Last year’s soil is of no use to your new, budding garden. After Winter, the dirt has been left depleted and hardened by the elements. Planting in used dirt is destined for disaster! If your But don’t worry, in the empty areas of your garden,  simply till your garden’s soil a couple of inches down into the ground. This allows existing leaves and mulch to breakdown into the soil, releasing extra nutrients. Once it’s all broken up, give it some new potting soil and rich compost. Doing this will ensure that the earth is rich with nutrients to provide for your garden. Now that the soil is prepared to home your many incoming plants, the next step is to start composting. 

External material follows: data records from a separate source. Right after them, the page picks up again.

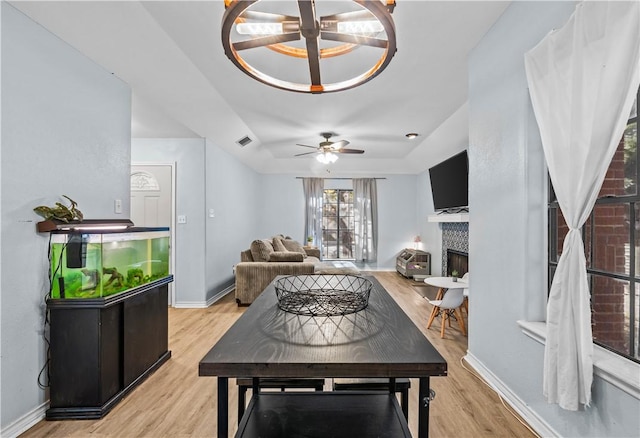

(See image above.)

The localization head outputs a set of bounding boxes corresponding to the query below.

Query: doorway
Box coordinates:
[131,163,175,306]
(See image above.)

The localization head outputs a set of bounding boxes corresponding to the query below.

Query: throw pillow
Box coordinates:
[269,251,304,262]
[250,239,274,262]
[282,239,307,256]
[273,236,288,252]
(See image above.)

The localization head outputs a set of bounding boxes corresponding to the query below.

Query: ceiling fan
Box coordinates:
[295,132,364,164]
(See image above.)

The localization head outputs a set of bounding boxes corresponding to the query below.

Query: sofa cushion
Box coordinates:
[273,236,289,252]
[250,239,274,262]
[282,239,307,256]
[269,251,304,262]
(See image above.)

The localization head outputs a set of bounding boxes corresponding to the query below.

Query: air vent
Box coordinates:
[236,135,253,147]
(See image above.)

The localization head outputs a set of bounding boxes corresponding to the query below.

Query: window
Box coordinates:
[322,189,355,259]
[549,90,640,362]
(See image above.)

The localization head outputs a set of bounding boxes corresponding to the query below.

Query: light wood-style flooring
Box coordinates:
[21,272,536,438]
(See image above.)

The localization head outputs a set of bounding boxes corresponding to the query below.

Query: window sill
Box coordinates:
[518,321,640,400]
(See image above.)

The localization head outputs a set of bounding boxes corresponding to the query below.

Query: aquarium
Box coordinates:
[50,228,169,299]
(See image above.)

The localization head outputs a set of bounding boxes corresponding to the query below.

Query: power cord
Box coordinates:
[460,357,540,437]
[37,233,67,390]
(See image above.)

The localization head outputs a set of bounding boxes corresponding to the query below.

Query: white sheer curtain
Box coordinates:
[353,178,378,262]
[302,178,324,248]
[525,1,640,410]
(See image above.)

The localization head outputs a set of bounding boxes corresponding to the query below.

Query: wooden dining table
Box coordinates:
[199,277,447,438]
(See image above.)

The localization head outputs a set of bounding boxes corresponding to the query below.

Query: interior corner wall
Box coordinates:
[0,1,131,436]
[468,1,640,437]
[205,139,260,300]
[128,138,207,307]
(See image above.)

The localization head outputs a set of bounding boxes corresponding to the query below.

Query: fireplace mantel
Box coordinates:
[427,213,469,222]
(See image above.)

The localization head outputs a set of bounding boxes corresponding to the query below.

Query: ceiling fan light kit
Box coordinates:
[222,0,396,94]
[316,152,338,164]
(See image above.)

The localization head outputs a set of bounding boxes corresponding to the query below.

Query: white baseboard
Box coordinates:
[464,351,561,437]
[173,284,236,309]
[0,400,49,438]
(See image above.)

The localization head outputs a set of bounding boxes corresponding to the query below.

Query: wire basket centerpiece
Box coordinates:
[275,275,373,316]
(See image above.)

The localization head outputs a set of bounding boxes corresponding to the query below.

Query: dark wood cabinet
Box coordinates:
[46,276,173,420]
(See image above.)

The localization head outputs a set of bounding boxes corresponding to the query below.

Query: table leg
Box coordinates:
[418,377,433,438]
[427,288,444,328]
[218,377,229,438]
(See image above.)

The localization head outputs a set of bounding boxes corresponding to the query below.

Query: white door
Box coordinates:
[131,164,175,305]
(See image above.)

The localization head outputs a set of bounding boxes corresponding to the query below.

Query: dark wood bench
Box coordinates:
[236,391,411,438]
[236,377,324,423]
[333,378,411,420]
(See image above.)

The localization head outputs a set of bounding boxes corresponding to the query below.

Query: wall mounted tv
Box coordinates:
[429,150,469,212]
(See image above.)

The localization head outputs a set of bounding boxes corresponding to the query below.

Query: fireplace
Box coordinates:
[447,248,469,277]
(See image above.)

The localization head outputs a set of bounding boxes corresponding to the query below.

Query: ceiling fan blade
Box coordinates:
[330,140,349,151]
[294,151,318,157]
[233,32,300,50]
[296,143,318,149]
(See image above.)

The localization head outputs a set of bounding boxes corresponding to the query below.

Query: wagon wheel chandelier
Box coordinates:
[222,0,396,94]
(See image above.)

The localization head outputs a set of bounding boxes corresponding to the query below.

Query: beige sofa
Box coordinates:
[235,236,321,306]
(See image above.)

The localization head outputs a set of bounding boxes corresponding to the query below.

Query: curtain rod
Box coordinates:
[296,176,387,179]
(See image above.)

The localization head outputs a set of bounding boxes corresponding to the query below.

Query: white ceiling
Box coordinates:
[12,0,509,176]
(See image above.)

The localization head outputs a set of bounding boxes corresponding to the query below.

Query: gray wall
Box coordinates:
[469,2,640,437]
[0,2,131,430]
[205,140,260,300]
[131,138,206,306]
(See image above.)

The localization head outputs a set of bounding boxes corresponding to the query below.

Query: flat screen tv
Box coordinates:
[429,150,469,212]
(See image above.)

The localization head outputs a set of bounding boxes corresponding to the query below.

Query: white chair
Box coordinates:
[427,289,467,338]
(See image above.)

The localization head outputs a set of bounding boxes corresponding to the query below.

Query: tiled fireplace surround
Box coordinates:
[440,222,469,275]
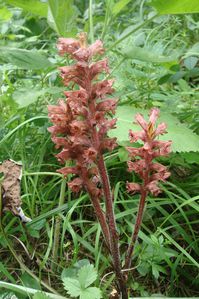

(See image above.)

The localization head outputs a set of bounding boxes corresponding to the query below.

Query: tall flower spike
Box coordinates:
[48,33,117,199]
[48,33,128,299]
[125,108,171,268]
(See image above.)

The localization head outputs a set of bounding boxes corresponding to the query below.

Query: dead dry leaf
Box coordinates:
[0,160,31,222]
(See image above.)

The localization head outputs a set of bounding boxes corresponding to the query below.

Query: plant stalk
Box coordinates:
[124,188,147,276]
[0,182,59,295]
[98,154,128,299]
[51,178,66,270]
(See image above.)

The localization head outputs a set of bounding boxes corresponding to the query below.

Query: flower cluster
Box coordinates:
[127,108,171,196]
[48,33,117,197]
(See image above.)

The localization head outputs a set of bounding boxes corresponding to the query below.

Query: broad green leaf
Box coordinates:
[184,56,198,70]
[0,262,15,283]
[109,106,199,152]
[0,7,12,21]
[183,42,199,58]
[12,87,63,108]
[80,287,102,299]
[48,0,78,37]
[5,0,48,17]
[0,47,52,70]
[112,0,131,16]
[0,281,67,299]
[63,277,81,297]
[32,292,50,299]
[20,272,41,291]
[121,46,177,63]
[150,0,199,15]
[61,268,77,280]
[78,265,97,288]
[0,291,19,299]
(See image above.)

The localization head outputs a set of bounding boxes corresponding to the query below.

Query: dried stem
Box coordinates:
[98,155,128,299]
[124,190,147,275]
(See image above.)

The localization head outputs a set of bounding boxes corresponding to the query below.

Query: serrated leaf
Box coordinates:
[33,292,50,299]
[78,265,97,288]
[112,0,131,16]
[12,87,63,108]
[61,268,77,280]
[48,0,78,37]
[0,292,19,299]
[5,0,48,17]
[63,277,81,297]
[121,46,177,63]
[109,106,199,152]
[184,56,198,70]
[80,287,102,299]
[0,47,52,70]
[150,0,199,15]
[0,7,12,21]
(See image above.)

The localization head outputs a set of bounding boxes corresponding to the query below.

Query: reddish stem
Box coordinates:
[79,159,110,250]
[124,187,147,273]
[98,154,128,299]
[124,154,152,277]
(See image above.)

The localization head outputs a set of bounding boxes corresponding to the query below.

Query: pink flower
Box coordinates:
[126,108,171,196]
[68,178,83,193]
[48,33,117,197]
[126,182,141,193]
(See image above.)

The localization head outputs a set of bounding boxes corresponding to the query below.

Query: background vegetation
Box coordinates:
[0,0,199,299]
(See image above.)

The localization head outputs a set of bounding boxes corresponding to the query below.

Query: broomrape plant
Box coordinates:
[48,33,171,299]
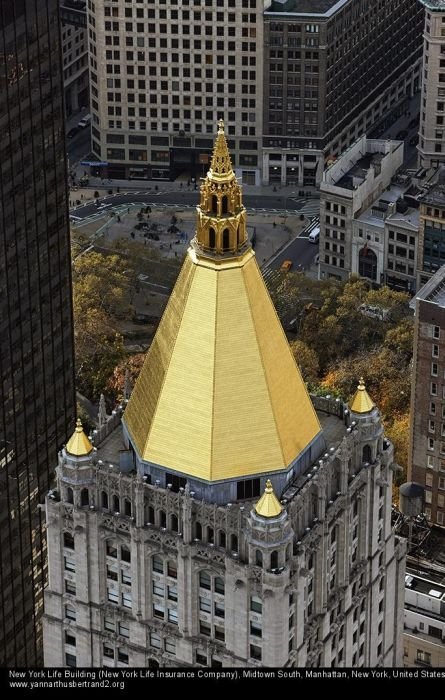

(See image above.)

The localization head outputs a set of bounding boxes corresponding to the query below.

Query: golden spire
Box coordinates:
[255,479,283,518]
[123,123,321,482]
[192,119,249,257]
[349,377,375,413]
[207,119,235,182]
[65,418,93,457]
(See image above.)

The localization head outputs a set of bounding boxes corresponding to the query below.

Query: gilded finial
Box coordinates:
[349,377,375,413]
[65,418,93,457]
[255,479,283,518]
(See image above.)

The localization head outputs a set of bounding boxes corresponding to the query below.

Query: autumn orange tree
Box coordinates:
[73,252,134,400]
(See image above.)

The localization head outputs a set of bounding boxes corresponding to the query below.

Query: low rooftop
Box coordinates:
[410,265,445,309]
[265,0,349,17]
[336,153,384,190]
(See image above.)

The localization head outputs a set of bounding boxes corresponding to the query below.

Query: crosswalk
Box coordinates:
[299,199,320,218]
[261,266,282,290]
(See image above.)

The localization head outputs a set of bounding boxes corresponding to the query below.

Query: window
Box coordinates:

Composting is essential to a healthy garden. A cheap and easy way to make your own involves just two things: a bin and food waste. But when I say food waste, don’t go throwing last night’s lasagna in there. Organic items like fruit and veggie scraps, eggshells, and grass clipping would be much appreciated. Next, take all your planning from step one and put it into action. Those with more established gardens might scoff at this step. However, it may be needed to build new garden beds or invest in some more planters, pots, and trays. If you find that your soil is difficult to work with, you might benefit from store-bought potting soil and raised beds. For smaller plants, simple pots offer a mobile option that can easily spruce up any area of your outdoor space.

 

Step Three: Plants!

Finally! You’ve made it to the best part; congratulations! Start by digging up any of your perennials from the previous year. Leaving them crowded can cause the flowers to deteriorate over time. It’s important to separate them, being sure to untangle the roots, before planting them in a way that allows for more room. This will not only be beneficial to the health of your garden but, it’s an easy way to propagate your flowers to grow more and more. 

Many plants bloom in the spring. Once your old bulbs are taken care of and planted, you can grow more! Spring bulbs and perennials, like lilies, gladiolus, and daffodils, all thrive during these coming warmer months. Sporting bright and vibrant colors, these plants will add life to your backyard. Flowers not your thing? Don’t worry. Springtime also offers the opportunity for many vegetables. A wide variety of greens such as spinach, kale, lettuce, and arugula all will flourish. Also, celery, peas and carrots, to name a few more. With these new plants in your garden beds, your backyard will be in full bloom for spring. Set up now for a field of flowers and baskets full of produce soon!